Contact sports: Individuals with Marfan Syndrome or post surgical reconstruction of the aorta should not participate in activities with a high potential for bodily collision, either with another person, object or the ground.

Activity guidelines: Activity guidelines must be tailored to the individual to optimize benefits while minimizing risk.  Walking, cycling, elliptical machines may be excellent modes of exercise when the intensity is appropriately adjusted.  

It is also important to note that lack of exercise also carries risk.  A sedentary lifestyle leads to deconditioning and possible weight gain.  With deconditioning the relative cost of all activities will increase and regular tasks may exceed the 50% recommended limit, so finding the right activity and regular participation, along with weight control and blood pressure management are essential to long term health.

Because of the relatively high risk of aneurysm, dissection and sudden death, patients with Marfan Syndrome should routinely follow up with their cardiologist to establish and modify any activity plans.
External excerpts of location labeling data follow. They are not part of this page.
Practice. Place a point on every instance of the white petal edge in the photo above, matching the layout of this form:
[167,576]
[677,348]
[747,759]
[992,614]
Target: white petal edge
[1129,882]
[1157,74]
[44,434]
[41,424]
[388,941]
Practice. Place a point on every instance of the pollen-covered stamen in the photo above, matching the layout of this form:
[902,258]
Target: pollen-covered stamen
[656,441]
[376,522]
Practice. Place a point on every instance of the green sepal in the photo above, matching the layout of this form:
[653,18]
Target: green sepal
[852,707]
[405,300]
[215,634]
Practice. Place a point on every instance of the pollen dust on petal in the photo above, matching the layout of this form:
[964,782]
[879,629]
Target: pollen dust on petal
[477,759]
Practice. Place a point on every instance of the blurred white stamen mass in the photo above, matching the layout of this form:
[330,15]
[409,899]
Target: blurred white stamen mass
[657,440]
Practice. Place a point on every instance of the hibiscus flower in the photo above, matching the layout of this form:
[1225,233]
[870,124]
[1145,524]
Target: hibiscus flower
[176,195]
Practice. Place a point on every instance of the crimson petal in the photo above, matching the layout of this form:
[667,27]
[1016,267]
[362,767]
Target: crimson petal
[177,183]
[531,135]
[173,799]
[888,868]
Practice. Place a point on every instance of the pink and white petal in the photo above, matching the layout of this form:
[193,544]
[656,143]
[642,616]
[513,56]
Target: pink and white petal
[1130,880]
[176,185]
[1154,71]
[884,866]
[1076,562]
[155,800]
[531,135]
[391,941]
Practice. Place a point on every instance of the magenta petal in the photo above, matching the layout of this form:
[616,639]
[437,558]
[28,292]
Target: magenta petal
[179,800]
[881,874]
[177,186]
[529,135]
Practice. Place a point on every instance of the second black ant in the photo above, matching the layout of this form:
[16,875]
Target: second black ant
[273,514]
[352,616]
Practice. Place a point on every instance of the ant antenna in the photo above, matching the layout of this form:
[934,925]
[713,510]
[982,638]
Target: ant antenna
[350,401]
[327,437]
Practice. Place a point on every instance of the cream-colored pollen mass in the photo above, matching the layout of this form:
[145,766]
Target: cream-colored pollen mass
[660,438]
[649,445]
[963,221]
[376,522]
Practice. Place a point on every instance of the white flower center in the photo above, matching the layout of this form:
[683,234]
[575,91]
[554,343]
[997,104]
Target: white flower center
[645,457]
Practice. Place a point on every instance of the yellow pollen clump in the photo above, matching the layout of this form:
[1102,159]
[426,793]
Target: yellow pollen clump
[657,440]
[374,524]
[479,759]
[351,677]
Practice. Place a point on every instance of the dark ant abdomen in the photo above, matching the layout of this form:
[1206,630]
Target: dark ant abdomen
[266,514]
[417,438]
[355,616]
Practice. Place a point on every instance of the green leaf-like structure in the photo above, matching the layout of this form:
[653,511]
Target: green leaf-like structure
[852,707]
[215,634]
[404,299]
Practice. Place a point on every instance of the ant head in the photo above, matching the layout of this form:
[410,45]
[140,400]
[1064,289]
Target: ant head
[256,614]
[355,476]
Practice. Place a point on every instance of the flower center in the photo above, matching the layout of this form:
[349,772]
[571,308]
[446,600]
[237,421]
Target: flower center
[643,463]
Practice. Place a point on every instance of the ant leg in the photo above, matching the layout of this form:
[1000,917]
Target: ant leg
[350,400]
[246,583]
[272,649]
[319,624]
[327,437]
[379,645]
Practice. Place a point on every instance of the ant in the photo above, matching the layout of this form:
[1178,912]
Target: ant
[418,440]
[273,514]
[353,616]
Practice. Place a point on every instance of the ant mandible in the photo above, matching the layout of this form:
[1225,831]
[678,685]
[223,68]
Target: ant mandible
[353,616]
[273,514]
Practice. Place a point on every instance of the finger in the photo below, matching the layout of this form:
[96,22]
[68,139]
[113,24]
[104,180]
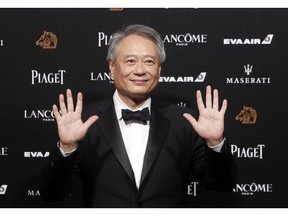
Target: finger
[191,119]
[200,103]
[62,105]
[90,121]
[215,99]
[208,97]
[224,106]
[79,103]
[56,112]
[70,104]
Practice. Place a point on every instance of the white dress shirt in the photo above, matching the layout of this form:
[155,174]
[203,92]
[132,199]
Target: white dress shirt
[135,137]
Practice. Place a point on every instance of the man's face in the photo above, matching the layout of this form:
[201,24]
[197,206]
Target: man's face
[136,70]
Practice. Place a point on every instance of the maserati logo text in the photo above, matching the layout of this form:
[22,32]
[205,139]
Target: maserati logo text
[47,78]
[248,79]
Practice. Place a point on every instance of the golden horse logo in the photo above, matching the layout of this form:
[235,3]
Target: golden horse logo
[247,115]
[47,41]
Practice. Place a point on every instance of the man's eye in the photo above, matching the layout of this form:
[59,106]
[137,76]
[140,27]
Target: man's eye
[149,62]
[130,61]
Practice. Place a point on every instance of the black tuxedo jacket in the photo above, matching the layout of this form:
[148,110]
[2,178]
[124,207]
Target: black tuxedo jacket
[174,151]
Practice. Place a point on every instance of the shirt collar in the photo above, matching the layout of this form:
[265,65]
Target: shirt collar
[119,105]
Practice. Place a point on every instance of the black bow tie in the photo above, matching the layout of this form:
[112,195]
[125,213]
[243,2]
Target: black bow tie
[139,116]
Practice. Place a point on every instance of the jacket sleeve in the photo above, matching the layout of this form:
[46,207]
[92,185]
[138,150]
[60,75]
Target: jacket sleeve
[57,175]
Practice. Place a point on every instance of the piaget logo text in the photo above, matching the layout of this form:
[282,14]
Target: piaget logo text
[47,78]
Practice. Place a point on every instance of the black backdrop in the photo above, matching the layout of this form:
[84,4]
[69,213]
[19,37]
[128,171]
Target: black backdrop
[242,52]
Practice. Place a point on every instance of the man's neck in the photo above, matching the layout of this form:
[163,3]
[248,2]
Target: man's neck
[133,103]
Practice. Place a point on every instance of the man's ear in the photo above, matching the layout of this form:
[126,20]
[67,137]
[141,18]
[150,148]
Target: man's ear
[111,67]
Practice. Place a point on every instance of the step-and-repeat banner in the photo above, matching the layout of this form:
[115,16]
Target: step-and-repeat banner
[241,52]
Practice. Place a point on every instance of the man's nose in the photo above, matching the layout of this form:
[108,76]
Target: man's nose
[139,69]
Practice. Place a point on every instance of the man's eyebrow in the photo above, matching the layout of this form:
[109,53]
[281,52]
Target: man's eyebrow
[145,56]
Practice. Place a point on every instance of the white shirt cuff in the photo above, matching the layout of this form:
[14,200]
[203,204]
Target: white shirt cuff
[218,147]
[65,154]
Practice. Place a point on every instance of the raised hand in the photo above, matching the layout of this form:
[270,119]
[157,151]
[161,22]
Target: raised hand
[71,128]
[210,124]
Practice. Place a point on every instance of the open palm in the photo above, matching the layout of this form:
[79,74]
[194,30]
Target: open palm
[71,128]
[210,124]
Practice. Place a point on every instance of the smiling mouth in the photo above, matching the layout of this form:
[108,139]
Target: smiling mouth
[139,82]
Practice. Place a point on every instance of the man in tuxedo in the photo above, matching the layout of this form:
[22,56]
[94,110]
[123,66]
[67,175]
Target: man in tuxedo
[133,150]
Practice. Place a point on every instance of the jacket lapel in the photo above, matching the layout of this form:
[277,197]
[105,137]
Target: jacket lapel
[159,127]
[109,125]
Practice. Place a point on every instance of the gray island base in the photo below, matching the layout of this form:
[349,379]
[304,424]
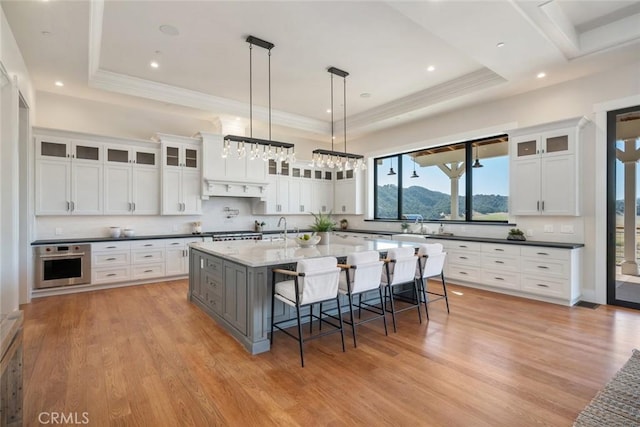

VeggieFan: Thank you for this chat today, Dr. Svensson - It has been very helpful!

carola1967: thank you for hosting this

ellawb: Hi Dr. Svensson Thanks for bring here!

sagaboy67: Thank you for your time Dr. Svensson, your web postings motivated me to use Cleveland Clinic for my recent aortic root and valve repair. Thanks again!

Dr__Svensson: Thank you for your note. Hope you are doing well.